The current outbreak of COVID-19 and resulting impacts on the U.S. economy and financial markets has created extreme uncertainty and volatility with respect to the current and future values of real estate, and therefore our NAV per share, as well as the market value of our debt (including associated interest rate hedges). As a result, our NAV per share may not reflect the actual realizable value of our underlying properties at any given time or the market value of our debt (including associated interest rate hedges).

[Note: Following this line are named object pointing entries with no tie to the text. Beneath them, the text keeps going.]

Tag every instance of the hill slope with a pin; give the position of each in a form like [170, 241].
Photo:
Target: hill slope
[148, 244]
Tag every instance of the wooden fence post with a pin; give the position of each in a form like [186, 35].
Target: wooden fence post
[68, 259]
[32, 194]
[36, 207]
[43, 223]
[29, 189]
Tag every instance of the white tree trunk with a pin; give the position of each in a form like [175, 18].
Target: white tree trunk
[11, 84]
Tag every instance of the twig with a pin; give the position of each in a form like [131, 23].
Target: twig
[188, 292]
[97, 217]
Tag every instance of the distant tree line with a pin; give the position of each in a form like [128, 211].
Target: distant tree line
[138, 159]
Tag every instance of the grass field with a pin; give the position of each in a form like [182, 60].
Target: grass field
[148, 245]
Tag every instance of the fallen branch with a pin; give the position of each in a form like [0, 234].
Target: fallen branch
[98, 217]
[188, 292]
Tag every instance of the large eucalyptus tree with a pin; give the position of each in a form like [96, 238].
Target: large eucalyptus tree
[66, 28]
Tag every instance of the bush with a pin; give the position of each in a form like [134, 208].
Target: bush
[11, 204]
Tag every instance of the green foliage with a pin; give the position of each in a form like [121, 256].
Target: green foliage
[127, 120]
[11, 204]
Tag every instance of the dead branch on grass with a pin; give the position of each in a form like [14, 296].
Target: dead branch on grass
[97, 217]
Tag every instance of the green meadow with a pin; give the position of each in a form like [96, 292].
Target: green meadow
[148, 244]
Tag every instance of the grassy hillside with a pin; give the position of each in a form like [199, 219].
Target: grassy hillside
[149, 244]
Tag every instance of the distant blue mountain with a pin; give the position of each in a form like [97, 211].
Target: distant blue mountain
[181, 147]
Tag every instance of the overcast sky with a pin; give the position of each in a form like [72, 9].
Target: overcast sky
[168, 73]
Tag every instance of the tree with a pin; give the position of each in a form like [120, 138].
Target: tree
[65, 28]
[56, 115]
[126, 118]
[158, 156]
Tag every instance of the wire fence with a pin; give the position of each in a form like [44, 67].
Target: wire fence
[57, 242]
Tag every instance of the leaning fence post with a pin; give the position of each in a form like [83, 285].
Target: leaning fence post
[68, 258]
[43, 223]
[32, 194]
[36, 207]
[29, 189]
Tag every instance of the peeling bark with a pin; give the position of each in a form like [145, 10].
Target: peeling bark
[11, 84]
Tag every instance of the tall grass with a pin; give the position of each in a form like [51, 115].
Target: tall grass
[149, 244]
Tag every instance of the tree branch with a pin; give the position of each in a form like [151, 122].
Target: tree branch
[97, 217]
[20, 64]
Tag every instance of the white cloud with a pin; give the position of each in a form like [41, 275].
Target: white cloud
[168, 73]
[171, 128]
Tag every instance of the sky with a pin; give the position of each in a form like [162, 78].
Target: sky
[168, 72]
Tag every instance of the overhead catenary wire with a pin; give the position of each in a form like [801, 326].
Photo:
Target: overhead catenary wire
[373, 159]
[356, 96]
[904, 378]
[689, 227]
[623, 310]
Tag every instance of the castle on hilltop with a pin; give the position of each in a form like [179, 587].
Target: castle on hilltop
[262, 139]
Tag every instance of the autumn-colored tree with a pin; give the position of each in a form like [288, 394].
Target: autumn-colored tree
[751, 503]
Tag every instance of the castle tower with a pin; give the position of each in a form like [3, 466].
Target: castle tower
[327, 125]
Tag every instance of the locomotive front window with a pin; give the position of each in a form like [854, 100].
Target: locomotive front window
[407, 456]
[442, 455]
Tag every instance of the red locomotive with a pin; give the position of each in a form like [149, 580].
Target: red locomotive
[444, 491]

The current outbreak of COVID-19 and resulting impacts on the U.S. economy and financial markets have created extreme uncertainty and volatility with respect to the current and future values of real estate and real estate-related assets, borrowings and hedges. The recent COVID-19 pandemic is expected to continue to have a significant impact on local, national and global economies and has resulted in a world-wide economic slowdown. The fallout from the ongoing pandemic on our investments is uncertain; however, it is expected to have a negative impact on the overall real estate market. In addition, slower transaction volume may result in less data for assessing real estate values. This increases the risk that our NAV per share may not reflect the actual realizable value of our underlying properties at any given time, as valuations and appraisals of our properties and real estate-related assets are only estimates of market value as of the end of the prior month and may not reflect the changes in values resulting from the COVID-19 pandemic, as this impact is occurring rapidly and is not immediately quantifiable. To the extent real estate values decline after the date we disclose our NAV, whether due to the COVID-19 outbreak or otherwise, (i) we may overpay to redeem our shares, which would adversely affect the investment of non-redeeming stockholders, and (ii) new investors may overpay for their investment in our common stock, which would heighten their risk of loss. Furthermore, because we generally do not mark to market our property-level mortgages and corporate-level credit facilities that are intended to be held to maturity, or our associated interest rate hedges that are intended to be held to maturity, the realizable value of our company or our assets that are encumbered by debt may be higher or lower than the value used in the calculation of our NAV. This risk may be exacerbated by the current market volatility, which can lead to large and sudden swings in the fair value of our assets and liabilities. We currently estimate the fair value of our debt (inclusive of associated interest rate hedges) that was intended to be held to maturity as of March 31, 2020 was $18.1 million higher than par for such debt in aggregate, meaning that if we used the fair value of our debt rather than par (and treated the associated hedge as part of the same financial instrument), our NAV would be lower by approximately $18.1 million, or $0.12 per share, as of March 31, 2020.
EXPERTS
The statements included in this Supplement under “March 31, 2020 NAV Per Share,” relating to the role of Altus Group U.S., Inc. as the Independent Valuation Firm, and the valuation of the real properties and related assumptions have been reviewed by Altus Group U.S., Inc., an independent valuation firm, and are included in this Supplement given the authority of such firm as experts in property valuations.